Aktualności

Nie chodzi tylko o biały dym. Nasze konklawe?

Aktualności

W dniach konklawe łatwo ulec złudzeniu, że wszystko, co naprawdę ważne, dzieje się na zewnątrz - wokół komina Kaplicy Sykstyńskiej, wśród tłumu na Placu św. Piotra, w kamerach i studiach telewizyjnych. Tymczasem to, co najistotniejsze, dokonuje się gdzie indziej - w sercu Kościoła. 

Kiedy kardynałowie gromadzą się na wybór papieża, jest to przede wszystkim czas słuchania, modlitwy i rozeznania. To czas wielkiej odpowiedzialności za Kościół, w którym nie tylko oni, ale i cała wspólnota zostaje zaproszona do modlitwy o nowego Następcę Piotra. Z naszej strony nie potrzeba wielkich gestów - wystarczy jeden różaniec, krótka modlitwa do Ducha Świętego, jedno „Ojcze nasz”. To nasze „konklawe”, nasz udział w jedności Kościoła. W tym czasie wszyscy prosimy nie tylko o mądrego papieża, ale również o serca gotowe na jedność z nim.
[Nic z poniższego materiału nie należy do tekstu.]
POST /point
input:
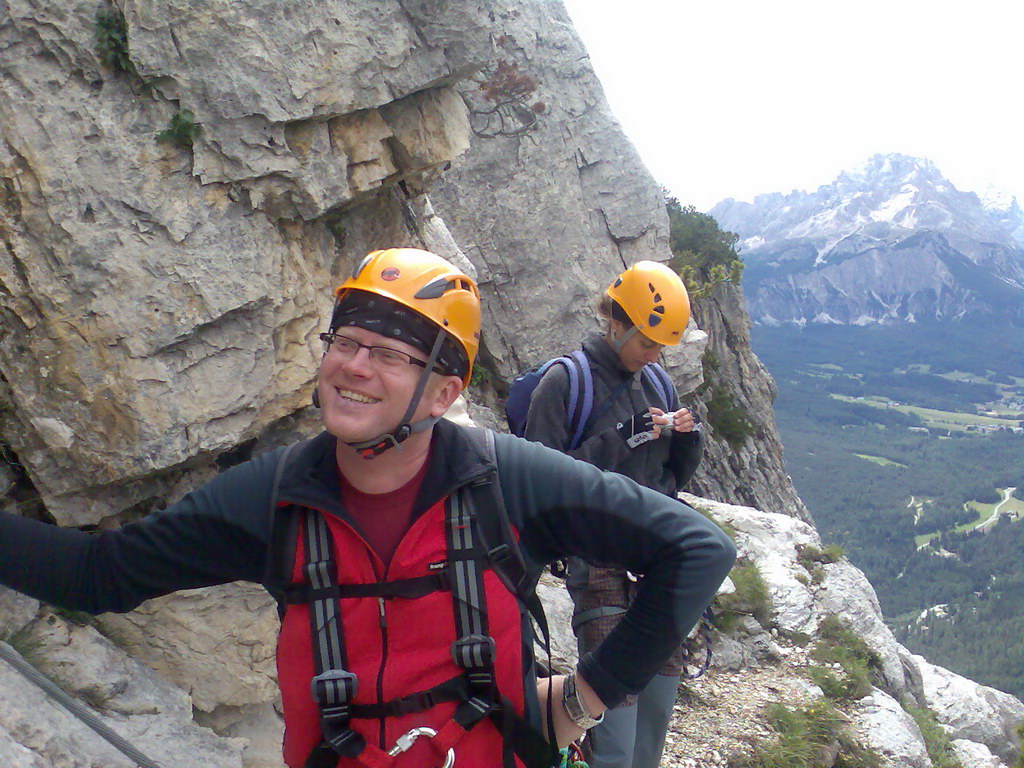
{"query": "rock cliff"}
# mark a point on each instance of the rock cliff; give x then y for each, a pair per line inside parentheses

Co dzieje się tuż po wyborze papieża?

Po zakończonym głosowaniu, gdy jeden z kandydatów uzyskuje wymagane dwie trzecie głosów, do Kaplicy Sykstyńskiej zostają wezwani: sekretarz Kolegium Kardynalskiego, mistrz papieskich ceremonii liturgicznych i jego dwaj pomocnicy. Ich zadaniem jest dopełnienie formalności oraz czuwanie nad przebiegiem obrzędów. Wtedy do elekta, czyli wybranego kardynała, podchodzi Dziekan Kolegium Kardynalskiego lub — w razie potrzeby — jego zastępca. Pada pierwsze, najważniejsze pytanie: „Czy akceptujesz twój kanoniczny wybór na papieża?” Jeśli kandydat odpowie „przyjmuję”, w tym właśnie momencie staje się biskupem Rzymu, a więc papieżem Kościoła powszechnego. Nie potrzeba żadnej inauguracji, żadnego ogłoszenia ani uroczystości. To to jedno słowo sprawia, że rozpoczyna się nowy pontyfikat.

Zaraz potem nowemu papieżowi stawia się drugie pytanie: „Jakim imieniem chcesz być nazywany?” Gdy papież wypowie wybrane imię, mistrz ceremonii, w obecności dwóch świadków, sporządza oficjalny protokół. Zapisuje datę, godzinę, dane nowego Ojca Świętego i jego nowe imię.

Sygnal dla świata

Gdy formalności zostaną dopełnione, karty do głosowania są spalane w piecu, a dzięki specjalnej mieszance w kominie pojawia się biały dym, a z Bazyliki św. Piotra słychać głos dzwonów. To są znaki dla świata, że wybór został dokonany. W tym samym czasie nowy papież udaje się do zakrystii, gdzie czekają już przygotowane papieskie szaty w trzech różnych rozmiarach. Po ubraniu białej sutanny wraca do Kaplicy Sykstyńskiej i zasiada na przygotowanej katedrze.

Po powrocie do Kaplicy Sykstyńskiej nowy papież zasiada na przygotowanej dla niego katedrze. Wtedy następują dalsze elementy liturgiczne: przypomnienie słów Jezusa do św. Piotra, a więc odczytanie Ewangelii św. Mateusza (Mt 16, 13-19) lub Jana (por. J 21, 15-17). Modlitwa jednego z kardynałów za nowego Ojca Świętego. Złożenie hołdu i przyrzeczenia posłuszeństwa przez wszystkich kardynałów-elektorów — według ustalonego porządku. Wspólna modlitwa kończy się intonacją hymnu „Te Deum” — dziękczynieniem za nowego następcę Piotra.

Habemus Papam

Dopiero teraz pierwszy z kardynałów diakonów wychodzi na balkon Bazyliki św. Piotra i ogłasza wybór papieża słowami: „Zwiastuję wam wielką radość: mamy papieża! Najdostojniejszego i Najczcigodniejszego Pana, Kardynała Kościoła Rzymskiego N., który przyjął imię N.”. Po nim — w towarzystwie trzech innych kardynałów — na balkon wychodzi sam papież. Pozdrawia wiernych i udziela im pierwszego błogosławieństwa „Urbi et Orbi” — miastu i światu.

Po konklawe: Msza i inauguracja

Po zakończeniu całego obrzędu kardynałowie mogą jeszcze uczestniczyć w Mszy świętej sprawowanej wspólnie z nowym papieżem jako dziękczynienie za wybór. Dopiero potem ustalana jest data uroczystej inauguracji pontyfikatu i objęcia Bazyliki Laterańskiej, będącej katedrą biskupa Rzymu.

To co najważniejsze jest niewidoczne dla kamer. Dlatego warto w tych dniach nie tylko śledzić transmisje, ale przede wszystkim modlić się o jedność, która rodzi się właśnie wtedy — w sercu Kaplicy Sykstyńskiej, gdzie pada słowo: „Przyjmuję”.